Hessisches Ministerium der Justiz und für den Rechtsstaat

Gesetzentwurf stärkt Schutz vor häuslicher Gewalt

Justizminister Christian Heinz hat in seiner Rede zu dem Gesetzentwurf der Bundesregierung zur Änderung des Gewaltschutzgesetzes betont, wie wichtig es ist, den Schutz von Frauen vor häuslicher Gewalt auszubauen.

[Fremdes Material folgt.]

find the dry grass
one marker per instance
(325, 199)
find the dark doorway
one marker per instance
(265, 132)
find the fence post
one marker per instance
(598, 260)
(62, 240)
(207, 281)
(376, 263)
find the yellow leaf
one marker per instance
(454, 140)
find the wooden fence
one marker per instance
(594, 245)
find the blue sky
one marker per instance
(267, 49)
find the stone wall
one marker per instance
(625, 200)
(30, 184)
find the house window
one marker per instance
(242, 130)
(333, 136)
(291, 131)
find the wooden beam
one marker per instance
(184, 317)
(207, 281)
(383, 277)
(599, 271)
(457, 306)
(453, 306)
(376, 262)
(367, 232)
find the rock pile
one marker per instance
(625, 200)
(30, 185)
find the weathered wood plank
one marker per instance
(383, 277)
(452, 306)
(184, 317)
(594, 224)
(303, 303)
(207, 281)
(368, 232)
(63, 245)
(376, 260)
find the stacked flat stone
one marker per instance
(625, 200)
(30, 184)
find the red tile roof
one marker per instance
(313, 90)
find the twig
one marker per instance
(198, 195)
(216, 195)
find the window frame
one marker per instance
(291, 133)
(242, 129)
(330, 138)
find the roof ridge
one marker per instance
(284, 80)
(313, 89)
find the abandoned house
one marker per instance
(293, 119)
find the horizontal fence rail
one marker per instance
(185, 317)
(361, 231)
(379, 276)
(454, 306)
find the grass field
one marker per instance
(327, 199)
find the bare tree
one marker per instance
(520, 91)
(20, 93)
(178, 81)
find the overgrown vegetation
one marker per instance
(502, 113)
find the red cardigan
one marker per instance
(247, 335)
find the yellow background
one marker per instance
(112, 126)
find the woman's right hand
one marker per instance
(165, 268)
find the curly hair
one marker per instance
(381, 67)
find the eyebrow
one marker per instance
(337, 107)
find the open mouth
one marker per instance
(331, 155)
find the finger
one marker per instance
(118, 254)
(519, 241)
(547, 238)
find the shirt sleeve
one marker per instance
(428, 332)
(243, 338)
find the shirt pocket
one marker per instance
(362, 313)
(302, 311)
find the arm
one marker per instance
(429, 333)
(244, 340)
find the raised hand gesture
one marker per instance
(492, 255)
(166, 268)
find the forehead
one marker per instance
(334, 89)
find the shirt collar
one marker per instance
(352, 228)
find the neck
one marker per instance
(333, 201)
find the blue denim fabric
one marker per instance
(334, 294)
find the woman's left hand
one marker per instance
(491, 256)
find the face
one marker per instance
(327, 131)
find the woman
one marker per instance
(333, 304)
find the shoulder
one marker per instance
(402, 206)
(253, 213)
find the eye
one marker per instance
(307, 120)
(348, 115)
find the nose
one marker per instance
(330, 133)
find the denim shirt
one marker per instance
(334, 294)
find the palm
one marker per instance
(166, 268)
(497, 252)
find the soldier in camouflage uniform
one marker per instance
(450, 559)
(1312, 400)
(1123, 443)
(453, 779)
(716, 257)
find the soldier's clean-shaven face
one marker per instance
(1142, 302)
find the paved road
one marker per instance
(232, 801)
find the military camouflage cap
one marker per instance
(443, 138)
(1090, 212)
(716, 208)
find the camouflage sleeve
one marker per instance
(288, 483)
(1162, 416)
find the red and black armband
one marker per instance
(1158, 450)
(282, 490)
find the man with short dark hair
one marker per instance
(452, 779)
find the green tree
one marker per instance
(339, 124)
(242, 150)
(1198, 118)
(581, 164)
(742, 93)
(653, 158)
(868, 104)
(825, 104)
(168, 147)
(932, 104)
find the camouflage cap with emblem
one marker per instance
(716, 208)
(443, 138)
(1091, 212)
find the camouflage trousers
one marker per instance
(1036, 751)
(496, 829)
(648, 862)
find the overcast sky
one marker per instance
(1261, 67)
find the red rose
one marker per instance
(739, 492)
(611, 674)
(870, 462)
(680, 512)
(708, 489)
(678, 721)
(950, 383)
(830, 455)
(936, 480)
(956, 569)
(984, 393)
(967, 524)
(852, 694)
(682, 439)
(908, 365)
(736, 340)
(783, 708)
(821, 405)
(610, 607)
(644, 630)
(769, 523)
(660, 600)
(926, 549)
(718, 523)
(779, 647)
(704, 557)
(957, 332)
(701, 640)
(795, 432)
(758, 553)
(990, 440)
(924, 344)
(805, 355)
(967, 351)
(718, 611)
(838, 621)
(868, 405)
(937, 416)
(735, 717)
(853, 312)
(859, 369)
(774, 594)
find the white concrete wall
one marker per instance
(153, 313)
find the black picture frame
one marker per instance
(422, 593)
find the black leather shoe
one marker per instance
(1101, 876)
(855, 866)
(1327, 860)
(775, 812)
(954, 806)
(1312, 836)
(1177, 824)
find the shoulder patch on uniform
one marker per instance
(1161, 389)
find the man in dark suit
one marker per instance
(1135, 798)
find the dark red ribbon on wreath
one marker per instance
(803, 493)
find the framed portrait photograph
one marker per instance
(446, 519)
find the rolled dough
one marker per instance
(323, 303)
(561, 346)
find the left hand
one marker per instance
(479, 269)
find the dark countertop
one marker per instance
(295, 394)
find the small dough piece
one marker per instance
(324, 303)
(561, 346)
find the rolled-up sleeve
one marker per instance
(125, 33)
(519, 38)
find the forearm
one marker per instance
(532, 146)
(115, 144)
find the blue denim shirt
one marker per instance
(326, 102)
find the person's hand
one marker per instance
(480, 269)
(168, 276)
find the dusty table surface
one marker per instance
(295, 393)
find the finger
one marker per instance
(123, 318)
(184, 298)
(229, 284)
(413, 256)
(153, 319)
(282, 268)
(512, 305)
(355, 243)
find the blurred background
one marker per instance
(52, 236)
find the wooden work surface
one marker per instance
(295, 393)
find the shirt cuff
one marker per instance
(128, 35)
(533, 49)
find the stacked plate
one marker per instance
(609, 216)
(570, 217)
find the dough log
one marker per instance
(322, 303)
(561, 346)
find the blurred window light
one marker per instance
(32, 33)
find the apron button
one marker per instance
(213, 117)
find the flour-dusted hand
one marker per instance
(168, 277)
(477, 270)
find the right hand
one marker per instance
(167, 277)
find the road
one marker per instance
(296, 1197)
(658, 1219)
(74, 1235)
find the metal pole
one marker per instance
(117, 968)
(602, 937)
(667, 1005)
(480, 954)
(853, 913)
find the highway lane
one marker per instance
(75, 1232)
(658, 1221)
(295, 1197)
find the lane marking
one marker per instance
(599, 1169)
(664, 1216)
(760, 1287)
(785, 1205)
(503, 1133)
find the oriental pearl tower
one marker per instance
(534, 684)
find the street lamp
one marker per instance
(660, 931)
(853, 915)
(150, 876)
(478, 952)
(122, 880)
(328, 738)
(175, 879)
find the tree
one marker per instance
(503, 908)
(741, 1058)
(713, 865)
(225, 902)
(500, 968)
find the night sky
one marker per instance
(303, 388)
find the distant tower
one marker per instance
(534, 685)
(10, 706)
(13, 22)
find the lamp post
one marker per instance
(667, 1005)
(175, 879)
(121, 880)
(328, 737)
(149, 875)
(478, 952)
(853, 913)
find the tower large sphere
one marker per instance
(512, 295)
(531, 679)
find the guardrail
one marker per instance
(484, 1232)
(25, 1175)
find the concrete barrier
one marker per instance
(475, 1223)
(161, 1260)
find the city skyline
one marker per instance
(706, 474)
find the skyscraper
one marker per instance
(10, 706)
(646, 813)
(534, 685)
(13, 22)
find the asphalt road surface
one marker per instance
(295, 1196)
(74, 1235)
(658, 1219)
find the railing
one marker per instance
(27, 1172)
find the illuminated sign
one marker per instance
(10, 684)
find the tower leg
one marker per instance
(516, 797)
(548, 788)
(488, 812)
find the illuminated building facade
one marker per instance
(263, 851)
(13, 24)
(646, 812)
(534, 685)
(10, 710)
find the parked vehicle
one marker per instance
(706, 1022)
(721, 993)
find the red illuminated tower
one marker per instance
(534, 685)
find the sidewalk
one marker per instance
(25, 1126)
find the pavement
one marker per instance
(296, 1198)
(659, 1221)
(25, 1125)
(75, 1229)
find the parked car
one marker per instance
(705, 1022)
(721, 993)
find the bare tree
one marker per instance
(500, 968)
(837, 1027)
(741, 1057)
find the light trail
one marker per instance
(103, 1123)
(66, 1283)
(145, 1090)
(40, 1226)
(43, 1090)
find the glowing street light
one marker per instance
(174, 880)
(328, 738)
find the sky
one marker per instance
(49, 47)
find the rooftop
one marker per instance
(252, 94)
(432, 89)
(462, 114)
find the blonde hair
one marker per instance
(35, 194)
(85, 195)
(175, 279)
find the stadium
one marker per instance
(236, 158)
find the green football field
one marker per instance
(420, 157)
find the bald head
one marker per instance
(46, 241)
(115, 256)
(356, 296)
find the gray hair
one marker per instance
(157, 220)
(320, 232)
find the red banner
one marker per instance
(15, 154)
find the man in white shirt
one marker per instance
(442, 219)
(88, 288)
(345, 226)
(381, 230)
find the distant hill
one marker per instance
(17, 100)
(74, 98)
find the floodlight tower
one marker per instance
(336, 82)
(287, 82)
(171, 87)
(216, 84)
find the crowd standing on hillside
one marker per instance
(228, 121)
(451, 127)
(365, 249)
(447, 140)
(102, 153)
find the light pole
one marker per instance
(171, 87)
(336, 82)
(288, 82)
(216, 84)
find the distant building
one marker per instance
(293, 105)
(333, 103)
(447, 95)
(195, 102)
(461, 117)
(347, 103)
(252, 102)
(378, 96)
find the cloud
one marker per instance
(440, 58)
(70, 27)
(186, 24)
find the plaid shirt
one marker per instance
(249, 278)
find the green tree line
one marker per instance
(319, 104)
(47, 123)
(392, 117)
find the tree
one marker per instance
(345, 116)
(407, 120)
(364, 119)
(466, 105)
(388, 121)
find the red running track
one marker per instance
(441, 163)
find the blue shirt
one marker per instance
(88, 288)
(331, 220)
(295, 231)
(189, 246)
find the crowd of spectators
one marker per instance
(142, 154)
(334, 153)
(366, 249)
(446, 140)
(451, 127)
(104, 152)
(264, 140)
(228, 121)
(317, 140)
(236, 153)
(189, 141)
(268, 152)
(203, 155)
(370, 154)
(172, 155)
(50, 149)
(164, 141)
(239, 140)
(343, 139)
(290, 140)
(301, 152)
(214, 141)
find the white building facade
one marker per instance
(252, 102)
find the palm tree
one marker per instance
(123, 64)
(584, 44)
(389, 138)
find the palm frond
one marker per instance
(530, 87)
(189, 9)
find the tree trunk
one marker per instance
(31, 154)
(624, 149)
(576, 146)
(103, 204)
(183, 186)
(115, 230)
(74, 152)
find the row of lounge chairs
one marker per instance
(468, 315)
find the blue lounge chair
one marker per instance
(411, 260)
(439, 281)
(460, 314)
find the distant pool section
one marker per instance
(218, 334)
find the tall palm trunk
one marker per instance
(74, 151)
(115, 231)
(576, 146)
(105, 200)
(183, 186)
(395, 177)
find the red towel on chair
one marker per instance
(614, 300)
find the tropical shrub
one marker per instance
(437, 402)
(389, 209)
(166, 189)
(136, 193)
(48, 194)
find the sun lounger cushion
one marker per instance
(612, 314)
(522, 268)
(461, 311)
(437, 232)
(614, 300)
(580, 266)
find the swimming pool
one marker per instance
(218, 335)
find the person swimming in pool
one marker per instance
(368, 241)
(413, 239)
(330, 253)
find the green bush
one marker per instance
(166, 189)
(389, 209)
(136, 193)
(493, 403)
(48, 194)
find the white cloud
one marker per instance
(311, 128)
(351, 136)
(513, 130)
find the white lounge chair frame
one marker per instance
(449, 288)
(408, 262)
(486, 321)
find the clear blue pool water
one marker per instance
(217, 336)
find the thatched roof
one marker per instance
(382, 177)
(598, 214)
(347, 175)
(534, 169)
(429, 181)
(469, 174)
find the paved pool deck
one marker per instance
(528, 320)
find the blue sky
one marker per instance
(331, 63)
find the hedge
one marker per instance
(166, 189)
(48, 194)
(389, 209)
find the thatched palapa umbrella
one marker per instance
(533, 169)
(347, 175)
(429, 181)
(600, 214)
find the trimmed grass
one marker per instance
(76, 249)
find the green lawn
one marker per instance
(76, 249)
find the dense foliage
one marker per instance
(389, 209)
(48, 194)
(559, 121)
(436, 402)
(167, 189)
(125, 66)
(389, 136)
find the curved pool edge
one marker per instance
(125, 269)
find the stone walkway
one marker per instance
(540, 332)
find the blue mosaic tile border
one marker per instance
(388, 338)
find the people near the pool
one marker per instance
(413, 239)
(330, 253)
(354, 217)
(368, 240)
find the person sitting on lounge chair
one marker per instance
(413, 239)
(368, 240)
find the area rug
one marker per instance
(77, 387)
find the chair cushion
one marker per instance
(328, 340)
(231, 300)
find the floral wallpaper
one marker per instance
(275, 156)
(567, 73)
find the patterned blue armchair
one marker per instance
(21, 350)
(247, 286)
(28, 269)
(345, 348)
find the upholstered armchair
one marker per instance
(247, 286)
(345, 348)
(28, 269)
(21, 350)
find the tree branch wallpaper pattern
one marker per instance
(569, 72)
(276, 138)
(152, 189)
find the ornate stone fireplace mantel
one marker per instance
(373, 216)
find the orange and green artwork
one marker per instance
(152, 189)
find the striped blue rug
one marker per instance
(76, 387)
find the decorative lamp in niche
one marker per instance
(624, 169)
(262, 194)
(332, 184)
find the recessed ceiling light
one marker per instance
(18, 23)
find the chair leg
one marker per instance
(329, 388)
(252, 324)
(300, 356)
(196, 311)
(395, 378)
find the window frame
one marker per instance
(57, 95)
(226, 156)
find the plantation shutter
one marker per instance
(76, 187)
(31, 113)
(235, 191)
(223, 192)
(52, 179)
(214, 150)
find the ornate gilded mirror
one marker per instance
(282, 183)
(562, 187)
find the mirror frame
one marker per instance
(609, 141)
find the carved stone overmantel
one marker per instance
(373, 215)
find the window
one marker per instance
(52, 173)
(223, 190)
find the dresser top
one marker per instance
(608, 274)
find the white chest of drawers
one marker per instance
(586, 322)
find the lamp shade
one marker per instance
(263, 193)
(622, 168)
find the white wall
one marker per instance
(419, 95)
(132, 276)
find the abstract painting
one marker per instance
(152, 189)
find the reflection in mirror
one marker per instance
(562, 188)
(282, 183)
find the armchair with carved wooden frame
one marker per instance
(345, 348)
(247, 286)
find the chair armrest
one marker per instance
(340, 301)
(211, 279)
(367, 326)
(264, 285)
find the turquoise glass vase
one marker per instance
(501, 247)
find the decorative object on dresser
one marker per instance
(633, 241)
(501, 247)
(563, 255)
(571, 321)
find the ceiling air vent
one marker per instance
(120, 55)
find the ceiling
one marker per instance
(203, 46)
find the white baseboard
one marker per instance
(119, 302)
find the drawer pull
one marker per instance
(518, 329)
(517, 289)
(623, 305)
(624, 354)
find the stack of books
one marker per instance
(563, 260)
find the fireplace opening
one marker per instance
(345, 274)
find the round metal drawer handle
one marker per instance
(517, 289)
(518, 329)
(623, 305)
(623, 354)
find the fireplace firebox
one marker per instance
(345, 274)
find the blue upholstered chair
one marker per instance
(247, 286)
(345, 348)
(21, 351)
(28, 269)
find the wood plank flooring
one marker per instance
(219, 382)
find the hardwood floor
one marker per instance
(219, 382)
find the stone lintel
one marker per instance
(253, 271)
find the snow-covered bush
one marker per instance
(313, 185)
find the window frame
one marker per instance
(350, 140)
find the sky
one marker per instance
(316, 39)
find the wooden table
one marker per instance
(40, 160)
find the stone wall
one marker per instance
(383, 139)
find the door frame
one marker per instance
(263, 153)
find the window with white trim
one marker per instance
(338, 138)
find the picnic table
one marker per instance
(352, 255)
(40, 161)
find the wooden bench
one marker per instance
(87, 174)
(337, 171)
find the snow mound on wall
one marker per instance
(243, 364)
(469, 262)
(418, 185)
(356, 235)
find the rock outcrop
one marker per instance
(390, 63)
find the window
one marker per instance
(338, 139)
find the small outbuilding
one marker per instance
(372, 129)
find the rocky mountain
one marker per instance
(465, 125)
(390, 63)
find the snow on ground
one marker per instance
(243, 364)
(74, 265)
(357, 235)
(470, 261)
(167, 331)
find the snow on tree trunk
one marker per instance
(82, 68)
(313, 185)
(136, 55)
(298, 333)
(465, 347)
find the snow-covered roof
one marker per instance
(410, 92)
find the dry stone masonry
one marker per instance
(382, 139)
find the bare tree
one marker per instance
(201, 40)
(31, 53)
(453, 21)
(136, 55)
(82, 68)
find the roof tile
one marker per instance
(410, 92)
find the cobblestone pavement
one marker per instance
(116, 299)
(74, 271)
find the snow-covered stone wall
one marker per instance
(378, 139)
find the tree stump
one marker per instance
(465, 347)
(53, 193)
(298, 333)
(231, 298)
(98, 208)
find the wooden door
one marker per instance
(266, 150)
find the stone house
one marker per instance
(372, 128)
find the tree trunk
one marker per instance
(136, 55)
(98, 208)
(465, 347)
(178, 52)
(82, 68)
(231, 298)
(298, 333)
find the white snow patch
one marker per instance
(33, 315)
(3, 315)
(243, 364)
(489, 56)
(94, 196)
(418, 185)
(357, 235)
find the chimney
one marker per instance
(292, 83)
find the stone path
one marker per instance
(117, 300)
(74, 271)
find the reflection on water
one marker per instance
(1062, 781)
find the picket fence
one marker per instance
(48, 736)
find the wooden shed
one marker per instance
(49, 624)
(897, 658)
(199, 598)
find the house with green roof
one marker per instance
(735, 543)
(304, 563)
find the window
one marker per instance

„Fast jeden Tag stirbt in diesem Land eine Frau durch die Hand ihres Ex-Partners. Das können und dürfen wir nicht hinnehmen. Wir brauchen dringend eine Regelung im Gewaltschutzgesetz, die bundesweit gilt. Es ist nun Aufgabe des Deutschen Bundestages, die Änderungen zeitnah auf den Weg zu bringen“, sagte der Justizminister und ergänzte: „Der Ausgangspunkt für diesen Gesetzentwurf war die hessische Bundesratsinitiative aus dem Jahr 2024. Aus Hessen kommen entscheidende Impulse für mehr Frauensicherheit in Deutschland. Darauf können wir sehr stolz sein.“

Hessen begrüßt Gesetzentwurf der Bundesregierung

Hessens Justizminister sprach zu diesem Tagesordnungspunkt als Vertreter des Bundesrates. Der Deutsche Bundestag hatte sich in erster Lesung mit dem Gesetzentwurf der Bundesregierung zur Änderung des Gewaltschutzgesetzes befasst. Bereits im Jahr 2024 hat Hessen mit einer Bundesratsinitiative den Bund dazu aufgefordert, einen Vorschlag hierzu vorzulegen und den Einsatz der elektronischen Fußfessel auch hier zu ermöglichen. „Die vorgesehenen Änderungen erhöhen den Schutz vor gewalttätigen Übergriffen der Ex-Partner. Die Anordnung zum Tragen der Fußfessel soll künftig nach dem Gewaltschutzgesetz bis zu sechs Monate mit Verlängerungsmöglichkeit vorgesehen werden. Das hatten wir bereits in unserer Bundesratsinitiative gefordert, deshalb ist es ein großer Erfolg, dass der Bund diese Forderung übernommen hat“, sagte der Justizminister.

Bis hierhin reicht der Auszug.